Einheitlich und geschlossen soll die sächsische CDU ihr Gewicht in den Wahlkampf werfen. Das wünschte sich der Generalsekretär der West-CDU, Volker Rühe, in Dresden. Die mögliche Doppel-Kandidatur des Bonner Staatssekretärs Dr. Walter Priesnitz und des chemnitzer CDU-Landesvorsitzenden Klaus Reichenbach für das Amt des sächsischen Ministerpräsidenten hat sich zu einem heftigen Streit um Erneuerung und Altlasten der ehemaligen Blockpartei ausgewachsen. Im Oktober 89, noch zwei Tage vor dem spektakulären Flüchtlingszug aus Prag, hatte Reichenbach in einem Interview für die CDU-Presse die Gemeinsamkeiten mit der SED betont. Heut nutzt Reichenbach jede Gelegenheit, jene Äußerungen als „die dümmste politische Tat“ seines Lebens einzugestehen.

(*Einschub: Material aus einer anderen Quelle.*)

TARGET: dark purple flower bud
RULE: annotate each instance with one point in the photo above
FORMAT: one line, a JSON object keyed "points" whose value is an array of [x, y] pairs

„Wer vierzig Jahre Kommunismus hinter sich hat, weiß genau, was er da gedacht hat und was er sagen mußte“, beteuerte er der Presse. „Ich habe im neunten und zehnten Schuljahr immer verschiedene Dinge sagen müssen, um eine Eins zu erhalten, die ich nie so gedacht habe“. Schließlich habe er selbst einige Erneuerer in die Partei geholt, die ihm nun seine Vergangenheit vorwerfen.

Auch Volker Rühe bemühte sich, von der für die CDU so peinlichen Diskussion auf höhere Ideale abzulenken. „Wir sind die größte deutsche Partei in der Bundesrepublik, und wir wollen die größte Volkspartei in ganz Deutschland werden“, kündigte er an. Dafür hegen die Christdemokraten besondere Hoffnungen in Sachsen, wo sie zu den Volkskammerwahlen das beste Ergebnis erreicht hatten. Rühe setzt auf die Integration sowohl der alten Blockparteimitglieder, „die alle Vorteile hatten, aber auch leiden mußten“, als auch der Erneuerer und des Zuwachses vom Demokratischen Aufbruch. Zuversichtlich haben ihn viele Gespräche mit Landräten in Sachsen und Thüringen gestimmt, die „ins kalte Wasser geworfen wurden und nun für die Partei im Feuer stehen“. Die Entscheidung über die CDU -Spitzenkandidaten trifft am 1.September der Landesparteitag.